Kleins Schreiben führte zu einer allgemeinen professionellen Anerkennung, dass Projektion primitivere und reifere Formen hat. In seinen frühesten Ausdrücken sind Selbst und andere nicht gut differenziert. In der reifen Projektion wird unter dem anderen ein separates subjektives Leben verstanden, mit Motiven, die sich von den eigenen unterscheiden können. Vor dem dritten Lebensjahr neigen Kinder dazu anzunehmen, dass die emotionale Wirkung einer Handlung ihre Absicht war. Wenn Betreuer unerwünschte Grenzen setzen, reagieren sehr kleine Kinder mit normalem, vorübergehendem Hass und beschuldigen die Eltern, sie zu hassen., Ein etwas älteres Kind versteht, dass, wenn die Grenzeinstellung seiner Mutter ihn verärgert, ihre Tat nicht unbedingt bedeutet, dass sie wütend auf ihn ist. Philosophen verwenden den Begriff „Theorie des Geistes“, um diese Fähigkeit zu bezeichnen, andere als unabhängige Subjektivitäten zu sehen. Zeitgenössische psychoanalytische Theoretiker und Forscher bezeichnen es als “ Mentalisierung.“Obwohl eine gutartige Verwendung von Projektion die Grundlage für das Verständnis der Psychologien anderer ist, gibt es bei der Mentalisierung wenig Verzerrung des Geistes der anderen Person, da es keine automatische Gleichung mit dem Geist des Beobachters gibt.,

Empirische Studien von Abwehrmechanismen haben klinische Beobachtungen über Projektion unterstützt, einschließlich der Idee, dass es eine von vielen universellen psychologischen Abwehrmechanismen ist, die sich in normaler Entwicklung entwickeln und reifen.
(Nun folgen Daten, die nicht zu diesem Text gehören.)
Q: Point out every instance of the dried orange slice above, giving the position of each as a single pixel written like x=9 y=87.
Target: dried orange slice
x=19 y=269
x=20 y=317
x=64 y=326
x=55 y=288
Das Verständnis der Projektion war für die Psychiatrie, die klinische Psychologie, die Beratung und die psychischen Gesundheitsberufe im Allgemeinen von entscheidender Bedeutung. Es wurde auch als erklärendes Prinzip in der Politikwissenschaft, Soziologie, Anthropologie und anderen Sozialwissenschaften zitiert.